Reductions in tobacco smoking have led to lower rates of lung cancer in many places. But people who have never smoked still get lung cancer. In fact, globally, their numbers are proportionally on the rise.
Scientists at UC San Diego wanted to learn why.
Working with colleagues at the National Cancer Institute, they found that air pollution is a prime suspect as a cause for lung cancer in people who have never smoked. Surprisingly, their study showed that second-hand smoke is not.
They studied gene mutations in lung cancer tumors that act as signatures to indicate the cause of cancers. One cancer risk they examined was in people, living in cities with strong particulate air pollution.
“In highly polluted places, we’re getting many more mutations in people, and (there are) very strong associations with the pollution likely causing the mutations needed for people to develop cancer,” said Ludmil Alexandrov, UCSD cellular medicine professor and a co-author of the study, published in the scientific journal Nature.
Researchers on Alexandrov's team also studied patients who were exposed to lots of second-hand smoke. Alexandrov said they expected to see strong evidence that passive smoking caused lung cancers.
“There’s more mutations. A bit more mutations in the cancers of passive smokers,” he said. “But it’s a very small elevation. And the specific things we thought that we would see, specific genes being mutated, we really didn’t see.”

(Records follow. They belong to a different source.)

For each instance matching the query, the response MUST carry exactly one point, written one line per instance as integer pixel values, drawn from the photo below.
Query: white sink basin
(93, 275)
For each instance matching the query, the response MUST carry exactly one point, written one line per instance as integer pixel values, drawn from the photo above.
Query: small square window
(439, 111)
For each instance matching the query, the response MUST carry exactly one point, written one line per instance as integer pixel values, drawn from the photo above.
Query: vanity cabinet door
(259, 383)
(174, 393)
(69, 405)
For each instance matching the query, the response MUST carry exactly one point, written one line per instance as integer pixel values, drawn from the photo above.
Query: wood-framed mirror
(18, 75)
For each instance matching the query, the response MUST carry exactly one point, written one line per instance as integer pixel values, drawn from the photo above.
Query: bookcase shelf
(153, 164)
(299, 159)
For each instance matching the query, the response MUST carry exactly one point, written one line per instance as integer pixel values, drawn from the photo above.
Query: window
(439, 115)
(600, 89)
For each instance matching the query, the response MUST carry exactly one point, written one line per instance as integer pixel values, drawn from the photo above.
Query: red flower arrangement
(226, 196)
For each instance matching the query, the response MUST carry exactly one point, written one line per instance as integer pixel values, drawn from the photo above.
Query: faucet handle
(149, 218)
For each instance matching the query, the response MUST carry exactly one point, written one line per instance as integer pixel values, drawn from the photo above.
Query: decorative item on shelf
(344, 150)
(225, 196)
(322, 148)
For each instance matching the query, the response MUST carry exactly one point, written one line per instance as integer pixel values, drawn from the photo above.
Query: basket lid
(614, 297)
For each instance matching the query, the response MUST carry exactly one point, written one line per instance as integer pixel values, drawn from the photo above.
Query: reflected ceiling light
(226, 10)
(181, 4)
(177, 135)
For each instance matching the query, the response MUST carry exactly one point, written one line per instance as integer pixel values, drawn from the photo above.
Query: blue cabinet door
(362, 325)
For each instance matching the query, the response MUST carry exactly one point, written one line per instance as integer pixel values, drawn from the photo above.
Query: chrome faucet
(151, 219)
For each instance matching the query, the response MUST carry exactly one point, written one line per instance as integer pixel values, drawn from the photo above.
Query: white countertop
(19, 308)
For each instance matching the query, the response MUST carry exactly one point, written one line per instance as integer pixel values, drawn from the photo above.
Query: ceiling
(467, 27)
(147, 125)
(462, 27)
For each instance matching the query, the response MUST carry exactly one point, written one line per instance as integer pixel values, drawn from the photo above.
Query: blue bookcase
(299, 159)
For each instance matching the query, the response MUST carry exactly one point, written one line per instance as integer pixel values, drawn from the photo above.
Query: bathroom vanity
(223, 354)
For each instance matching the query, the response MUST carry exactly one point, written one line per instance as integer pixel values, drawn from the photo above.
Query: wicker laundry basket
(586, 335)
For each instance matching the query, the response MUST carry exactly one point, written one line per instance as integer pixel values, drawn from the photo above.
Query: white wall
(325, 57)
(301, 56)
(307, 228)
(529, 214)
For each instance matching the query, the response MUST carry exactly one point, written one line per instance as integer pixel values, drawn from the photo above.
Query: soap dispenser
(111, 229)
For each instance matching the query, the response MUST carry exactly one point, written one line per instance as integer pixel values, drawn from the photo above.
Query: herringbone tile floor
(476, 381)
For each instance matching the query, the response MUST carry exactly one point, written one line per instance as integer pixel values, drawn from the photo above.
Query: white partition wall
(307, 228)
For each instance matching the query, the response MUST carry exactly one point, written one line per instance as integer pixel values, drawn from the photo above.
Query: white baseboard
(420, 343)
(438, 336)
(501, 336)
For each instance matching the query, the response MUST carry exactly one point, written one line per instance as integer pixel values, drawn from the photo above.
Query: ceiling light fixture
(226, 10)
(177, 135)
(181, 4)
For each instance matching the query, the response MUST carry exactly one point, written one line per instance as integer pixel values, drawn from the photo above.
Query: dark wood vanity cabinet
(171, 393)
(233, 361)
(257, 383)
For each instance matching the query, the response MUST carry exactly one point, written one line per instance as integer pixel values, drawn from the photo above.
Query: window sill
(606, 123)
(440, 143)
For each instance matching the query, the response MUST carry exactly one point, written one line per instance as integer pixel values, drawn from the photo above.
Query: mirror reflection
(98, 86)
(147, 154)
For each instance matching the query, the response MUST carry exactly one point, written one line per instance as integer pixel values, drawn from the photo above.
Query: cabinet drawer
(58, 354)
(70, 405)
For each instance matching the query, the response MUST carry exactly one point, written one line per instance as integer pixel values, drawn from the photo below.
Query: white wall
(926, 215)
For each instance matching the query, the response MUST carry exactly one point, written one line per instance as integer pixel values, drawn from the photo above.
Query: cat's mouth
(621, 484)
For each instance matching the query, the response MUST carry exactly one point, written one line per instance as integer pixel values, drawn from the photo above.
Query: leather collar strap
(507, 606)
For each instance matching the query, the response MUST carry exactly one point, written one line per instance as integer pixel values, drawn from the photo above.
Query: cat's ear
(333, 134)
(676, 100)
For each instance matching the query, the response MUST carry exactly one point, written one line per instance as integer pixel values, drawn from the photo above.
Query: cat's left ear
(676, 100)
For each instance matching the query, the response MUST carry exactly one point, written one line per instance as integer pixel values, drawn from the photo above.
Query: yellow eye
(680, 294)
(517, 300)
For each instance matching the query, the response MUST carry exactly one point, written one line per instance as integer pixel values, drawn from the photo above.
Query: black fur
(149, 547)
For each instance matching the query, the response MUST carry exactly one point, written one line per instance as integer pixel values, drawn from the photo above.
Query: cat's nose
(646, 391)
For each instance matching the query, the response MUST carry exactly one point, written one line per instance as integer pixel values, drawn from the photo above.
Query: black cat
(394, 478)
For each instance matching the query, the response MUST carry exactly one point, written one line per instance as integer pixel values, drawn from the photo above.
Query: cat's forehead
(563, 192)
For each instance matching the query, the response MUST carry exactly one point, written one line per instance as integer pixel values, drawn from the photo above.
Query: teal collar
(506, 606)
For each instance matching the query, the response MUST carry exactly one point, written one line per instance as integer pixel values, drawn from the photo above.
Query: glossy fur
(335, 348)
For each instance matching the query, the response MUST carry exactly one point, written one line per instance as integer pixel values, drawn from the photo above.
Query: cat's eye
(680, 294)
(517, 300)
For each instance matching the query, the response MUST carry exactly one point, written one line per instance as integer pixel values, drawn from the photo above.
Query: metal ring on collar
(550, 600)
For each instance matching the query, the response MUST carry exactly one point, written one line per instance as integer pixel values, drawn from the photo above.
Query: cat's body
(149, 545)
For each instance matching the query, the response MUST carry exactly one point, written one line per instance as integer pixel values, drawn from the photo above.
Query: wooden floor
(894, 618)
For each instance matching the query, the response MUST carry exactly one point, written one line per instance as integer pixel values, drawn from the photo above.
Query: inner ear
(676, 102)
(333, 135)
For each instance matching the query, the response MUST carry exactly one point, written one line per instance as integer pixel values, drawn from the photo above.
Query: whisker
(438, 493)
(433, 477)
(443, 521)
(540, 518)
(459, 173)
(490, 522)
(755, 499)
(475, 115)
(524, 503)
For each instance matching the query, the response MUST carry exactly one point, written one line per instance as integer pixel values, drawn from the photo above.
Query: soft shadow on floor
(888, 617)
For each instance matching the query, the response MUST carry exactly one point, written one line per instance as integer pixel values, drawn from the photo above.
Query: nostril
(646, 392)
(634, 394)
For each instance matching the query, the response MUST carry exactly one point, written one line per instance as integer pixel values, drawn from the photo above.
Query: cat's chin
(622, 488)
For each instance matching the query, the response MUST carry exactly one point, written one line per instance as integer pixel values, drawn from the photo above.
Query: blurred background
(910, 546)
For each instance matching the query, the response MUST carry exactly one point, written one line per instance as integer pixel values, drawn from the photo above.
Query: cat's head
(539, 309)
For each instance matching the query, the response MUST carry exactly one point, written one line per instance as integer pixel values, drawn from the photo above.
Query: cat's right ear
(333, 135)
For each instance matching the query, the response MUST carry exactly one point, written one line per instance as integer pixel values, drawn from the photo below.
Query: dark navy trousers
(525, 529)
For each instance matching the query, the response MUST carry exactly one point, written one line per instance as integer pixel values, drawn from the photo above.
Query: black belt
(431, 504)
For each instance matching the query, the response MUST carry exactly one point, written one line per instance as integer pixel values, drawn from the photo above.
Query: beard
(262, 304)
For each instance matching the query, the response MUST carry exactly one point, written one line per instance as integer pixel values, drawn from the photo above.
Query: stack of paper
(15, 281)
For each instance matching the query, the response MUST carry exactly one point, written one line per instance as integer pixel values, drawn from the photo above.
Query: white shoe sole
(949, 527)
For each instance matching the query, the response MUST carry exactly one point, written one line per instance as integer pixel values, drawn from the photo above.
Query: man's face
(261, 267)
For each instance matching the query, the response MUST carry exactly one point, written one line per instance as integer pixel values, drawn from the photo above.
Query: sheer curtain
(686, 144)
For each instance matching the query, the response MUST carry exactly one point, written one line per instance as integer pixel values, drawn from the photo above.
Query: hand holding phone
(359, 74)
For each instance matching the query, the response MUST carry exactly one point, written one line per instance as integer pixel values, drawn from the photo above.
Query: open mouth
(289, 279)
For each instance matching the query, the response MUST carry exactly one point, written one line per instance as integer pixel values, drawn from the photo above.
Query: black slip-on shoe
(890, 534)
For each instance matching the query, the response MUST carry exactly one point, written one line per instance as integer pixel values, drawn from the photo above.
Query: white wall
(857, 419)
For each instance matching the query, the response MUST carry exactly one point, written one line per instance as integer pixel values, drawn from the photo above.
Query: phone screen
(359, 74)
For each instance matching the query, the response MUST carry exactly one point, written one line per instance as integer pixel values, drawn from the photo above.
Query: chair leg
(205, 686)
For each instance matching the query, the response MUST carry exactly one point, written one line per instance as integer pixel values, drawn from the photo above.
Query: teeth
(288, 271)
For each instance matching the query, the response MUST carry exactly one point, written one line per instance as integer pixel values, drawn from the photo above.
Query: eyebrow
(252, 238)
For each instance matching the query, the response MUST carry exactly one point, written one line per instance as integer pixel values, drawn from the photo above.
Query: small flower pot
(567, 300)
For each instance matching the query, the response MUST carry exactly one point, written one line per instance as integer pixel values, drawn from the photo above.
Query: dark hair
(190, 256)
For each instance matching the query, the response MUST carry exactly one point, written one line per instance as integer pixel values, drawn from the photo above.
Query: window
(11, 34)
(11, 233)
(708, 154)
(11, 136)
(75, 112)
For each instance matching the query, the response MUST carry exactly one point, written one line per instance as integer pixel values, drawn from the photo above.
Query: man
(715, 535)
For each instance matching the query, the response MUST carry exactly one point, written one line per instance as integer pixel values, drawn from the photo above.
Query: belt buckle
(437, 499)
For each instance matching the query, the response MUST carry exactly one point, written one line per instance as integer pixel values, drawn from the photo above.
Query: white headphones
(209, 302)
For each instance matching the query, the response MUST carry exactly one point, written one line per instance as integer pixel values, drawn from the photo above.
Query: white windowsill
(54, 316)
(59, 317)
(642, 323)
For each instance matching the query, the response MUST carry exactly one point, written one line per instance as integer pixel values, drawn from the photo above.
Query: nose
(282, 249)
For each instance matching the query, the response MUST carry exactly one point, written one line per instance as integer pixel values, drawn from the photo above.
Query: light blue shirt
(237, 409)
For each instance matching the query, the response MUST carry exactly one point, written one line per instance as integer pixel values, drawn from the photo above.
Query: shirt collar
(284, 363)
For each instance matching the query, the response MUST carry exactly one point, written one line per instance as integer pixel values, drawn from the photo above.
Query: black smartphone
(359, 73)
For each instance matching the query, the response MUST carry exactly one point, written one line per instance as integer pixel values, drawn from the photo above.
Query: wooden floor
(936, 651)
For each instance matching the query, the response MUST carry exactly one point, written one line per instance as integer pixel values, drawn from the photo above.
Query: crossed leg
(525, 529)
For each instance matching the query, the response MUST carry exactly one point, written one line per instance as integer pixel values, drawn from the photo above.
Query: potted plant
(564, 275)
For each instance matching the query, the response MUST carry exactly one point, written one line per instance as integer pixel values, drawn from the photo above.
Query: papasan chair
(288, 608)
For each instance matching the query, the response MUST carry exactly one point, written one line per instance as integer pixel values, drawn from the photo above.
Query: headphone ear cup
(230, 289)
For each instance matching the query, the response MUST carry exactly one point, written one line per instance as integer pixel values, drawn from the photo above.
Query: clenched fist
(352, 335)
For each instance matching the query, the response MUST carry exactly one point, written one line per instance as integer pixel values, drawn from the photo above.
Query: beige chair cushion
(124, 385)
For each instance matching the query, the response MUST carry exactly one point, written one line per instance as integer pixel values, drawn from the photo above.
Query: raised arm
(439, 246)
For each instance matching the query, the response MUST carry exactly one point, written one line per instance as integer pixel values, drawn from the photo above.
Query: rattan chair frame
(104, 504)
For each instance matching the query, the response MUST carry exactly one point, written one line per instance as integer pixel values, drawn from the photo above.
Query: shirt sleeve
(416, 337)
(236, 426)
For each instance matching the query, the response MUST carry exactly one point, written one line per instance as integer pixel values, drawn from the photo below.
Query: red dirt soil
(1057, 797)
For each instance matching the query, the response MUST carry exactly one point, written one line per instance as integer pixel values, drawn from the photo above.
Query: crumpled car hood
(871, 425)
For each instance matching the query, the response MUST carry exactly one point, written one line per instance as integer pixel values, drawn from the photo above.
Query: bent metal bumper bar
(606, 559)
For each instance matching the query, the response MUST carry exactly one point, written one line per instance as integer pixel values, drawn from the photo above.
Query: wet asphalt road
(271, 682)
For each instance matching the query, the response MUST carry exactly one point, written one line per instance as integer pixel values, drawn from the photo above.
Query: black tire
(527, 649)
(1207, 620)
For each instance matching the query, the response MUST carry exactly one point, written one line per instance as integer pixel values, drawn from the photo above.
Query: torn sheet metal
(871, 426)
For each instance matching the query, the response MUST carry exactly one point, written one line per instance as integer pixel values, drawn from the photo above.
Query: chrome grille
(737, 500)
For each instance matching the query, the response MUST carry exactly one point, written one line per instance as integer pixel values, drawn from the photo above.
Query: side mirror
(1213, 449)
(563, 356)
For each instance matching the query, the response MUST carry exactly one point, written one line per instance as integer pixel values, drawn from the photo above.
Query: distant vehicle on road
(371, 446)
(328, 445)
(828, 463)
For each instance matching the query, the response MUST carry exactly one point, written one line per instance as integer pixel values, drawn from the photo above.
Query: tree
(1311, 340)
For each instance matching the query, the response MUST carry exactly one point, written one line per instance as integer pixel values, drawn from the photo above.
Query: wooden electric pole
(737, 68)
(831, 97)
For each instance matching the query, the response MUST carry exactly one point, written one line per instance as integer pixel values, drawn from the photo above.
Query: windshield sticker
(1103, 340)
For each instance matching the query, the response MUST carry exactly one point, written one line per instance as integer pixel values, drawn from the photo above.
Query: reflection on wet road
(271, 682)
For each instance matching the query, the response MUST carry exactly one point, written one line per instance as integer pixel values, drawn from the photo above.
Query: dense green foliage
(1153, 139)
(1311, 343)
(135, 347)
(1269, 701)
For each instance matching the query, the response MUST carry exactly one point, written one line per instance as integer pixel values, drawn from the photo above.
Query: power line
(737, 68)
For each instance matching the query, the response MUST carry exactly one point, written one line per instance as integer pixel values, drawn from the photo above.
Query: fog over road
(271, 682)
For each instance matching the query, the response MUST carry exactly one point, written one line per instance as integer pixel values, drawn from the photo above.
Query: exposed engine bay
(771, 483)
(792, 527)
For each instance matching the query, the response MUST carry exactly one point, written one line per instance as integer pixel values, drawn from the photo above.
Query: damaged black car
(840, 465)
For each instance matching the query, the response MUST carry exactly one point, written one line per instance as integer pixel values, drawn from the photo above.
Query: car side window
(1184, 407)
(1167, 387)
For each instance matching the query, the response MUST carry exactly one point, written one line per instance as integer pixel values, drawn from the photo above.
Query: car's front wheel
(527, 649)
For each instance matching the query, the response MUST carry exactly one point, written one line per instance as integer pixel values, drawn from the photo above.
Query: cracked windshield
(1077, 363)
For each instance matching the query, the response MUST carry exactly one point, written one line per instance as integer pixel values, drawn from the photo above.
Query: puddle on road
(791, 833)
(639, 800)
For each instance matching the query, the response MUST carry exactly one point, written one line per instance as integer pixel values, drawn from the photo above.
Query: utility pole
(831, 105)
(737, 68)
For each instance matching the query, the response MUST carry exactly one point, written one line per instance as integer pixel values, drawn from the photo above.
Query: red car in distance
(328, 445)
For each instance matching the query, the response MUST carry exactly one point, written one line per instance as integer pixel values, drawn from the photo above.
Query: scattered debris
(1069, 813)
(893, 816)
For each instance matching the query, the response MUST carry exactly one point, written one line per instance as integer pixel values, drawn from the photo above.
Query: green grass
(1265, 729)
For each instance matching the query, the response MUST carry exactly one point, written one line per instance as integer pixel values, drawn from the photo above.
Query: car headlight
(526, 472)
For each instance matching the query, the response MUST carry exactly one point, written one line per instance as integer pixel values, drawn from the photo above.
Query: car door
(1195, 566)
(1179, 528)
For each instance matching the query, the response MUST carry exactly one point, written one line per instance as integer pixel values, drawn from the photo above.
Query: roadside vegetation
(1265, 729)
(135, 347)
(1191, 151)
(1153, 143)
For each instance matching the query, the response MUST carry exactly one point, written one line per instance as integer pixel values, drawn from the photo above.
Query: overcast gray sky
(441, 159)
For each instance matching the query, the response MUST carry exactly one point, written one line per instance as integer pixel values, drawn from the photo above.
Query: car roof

Alexandrov said the lung cancers found in the 871 never-smokers they surveyed around the world are elevated among women, especially those in Asian countries. He said researchers now want to do further studies to learn what may be the risk of lung cancer that comes from smoking other things.
“Because we’re seeing the population changing their behavior from smoking tobacco cigarettes to vaping electronic cigarettes or smoking marijuana, and we want to understand the risk,” Alexandrov said.